Two workflows ship in .github/workflows:
ci.yml— runs the test suite on Python 3.10–3.13 (mock provider, no secrets).quorum-review.yml— an example PR gate that runs Quorum on the diff and posts the result to the job summary. Swap the mock provider for a real one by adding an API key as a repository secret.
# .github/workflows/quorum-review.yml (excerpt)
- run: pip install -e .
- run: |
git diff origin/${{ github.base_ref }}...HEAD > pr.diff
quorum review --diff pr.diff --format markdown --fail-on never >> "$GITHUB_STEP_SUMMARY"- Zero runtime dependencies. The core is pure standard library; provider SDKs are optional extras imported lazily. The package installs and runs anywhere instantly.
- Deterministic offline mode. The mock provider is a real heuristic reviewer, which means the whole pipeline is testable without a network, a key, or flakiness — the test suite runs in milliseconds.
- Graceful degradation.

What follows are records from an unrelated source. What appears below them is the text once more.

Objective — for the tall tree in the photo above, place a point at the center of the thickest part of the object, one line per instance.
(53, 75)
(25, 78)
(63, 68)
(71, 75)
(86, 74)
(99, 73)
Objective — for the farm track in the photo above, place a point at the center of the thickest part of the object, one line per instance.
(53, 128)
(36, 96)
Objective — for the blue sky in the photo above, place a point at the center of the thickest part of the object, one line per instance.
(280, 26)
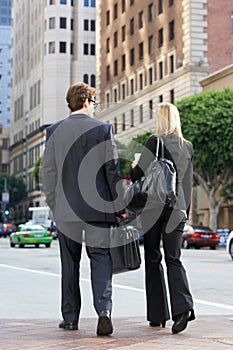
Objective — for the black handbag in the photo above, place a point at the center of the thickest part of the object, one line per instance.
(156, 188)
(124, 248)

Agents run in a thread pool; an exception in one is captured as a failed
AgentResultand surfaced, but the rest of the panel still produces a verdict. Reviews don't fail closed on a transient model hiccup. - Native structured output, tolerant fallback. Where the provider supports it (OpenAI
json_schema, Anthropic tool-use, Ollamaformat) the reply is schema-constrained, not parsed out of prose. For providers that can't enforce a schema, a tolerant parser extracts and validates the findings — so the panel never breaks on a model that wraps its JSON in chatter. - Configurable, not forkable. A
.quorum.jsonenables/disables agents, injects house rules, and registers brand-new specialist agents — without touching source. - Measured, honestly. A detection benchmark scores recall on planted defects and false alarms on clean code — and deliberately doesn't report a precision/F1 that would penalize a thorough reviewer for valid-but-unlabeled findings.
- Separation of concerns. Routing, model selection, agent prompts, synthesis, and rendering are independent modules — adding an agent or a provider is a localized change.
quorum/
├── schema.py # Finding / AgentResult / ReviewResult dataclasses
├── providers.py # provider-agnostic LLM layer (mock, claude-cli, anthropic, openai, ollama)

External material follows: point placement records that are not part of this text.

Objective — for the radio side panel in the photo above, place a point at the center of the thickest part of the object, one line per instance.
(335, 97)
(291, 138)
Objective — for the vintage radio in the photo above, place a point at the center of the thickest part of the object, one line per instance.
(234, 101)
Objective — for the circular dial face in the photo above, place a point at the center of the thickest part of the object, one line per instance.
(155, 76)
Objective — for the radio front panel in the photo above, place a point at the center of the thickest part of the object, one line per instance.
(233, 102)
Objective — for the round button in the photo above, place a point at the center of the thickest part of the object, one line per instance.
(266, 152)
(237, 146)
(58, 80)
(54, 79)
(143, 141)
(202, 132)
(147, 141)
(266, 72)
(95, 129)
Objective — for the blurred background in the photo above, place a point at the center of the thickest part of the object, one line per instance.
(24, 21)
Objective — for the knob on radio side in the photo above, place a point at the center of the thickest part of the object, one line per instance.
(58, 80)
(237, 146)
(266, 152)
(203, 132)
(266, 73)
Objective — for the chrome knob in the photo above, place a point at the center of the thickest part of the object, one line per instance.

├── diff.py # unified-diff parser + language/test/doc classification
├── agents.py # specialist agents: focus, prompts, structured-output parsing
├── dispatcher.py # routing + model tiers + parallel execution
├── synthesizer.py # de-dup, ranking, verdict, summary
├── render.py # text / markdown / json renderers
├── evals.py # detection benchmark: recall + clean-FP over a labeled corpus
├── config.py # optional .quorum.json: custom agents, house rules, toggles
└── cli.py # `quorum review` + `quorum eval` entry points
evals/dataset/ # labeled diff corpus (planted defects + labels.json)
tests/ # deterministic suite (mock provider, no keys)
python -m unittest discover -s tests -t . # unit + eval-harness tests
quorum eval # the detection benchmark itselfNo API keys, no network — both run entirely against the deterministic mock provider.
- Inline GitHub PR comments (line-anchored) via the Action
- A "fix-it" agent that proposes patches for accepted findings
- Grow the eval corpus toward a real regression suite
- PyPI release
MIT © Sumanth Kumar M — see LICENSE.
Built as an exploration of practical multi-agent orchestration: routing, model-tiering, structured outputs, and the reliability glue that makes a panel of agents usable in CI. Contributions welcome.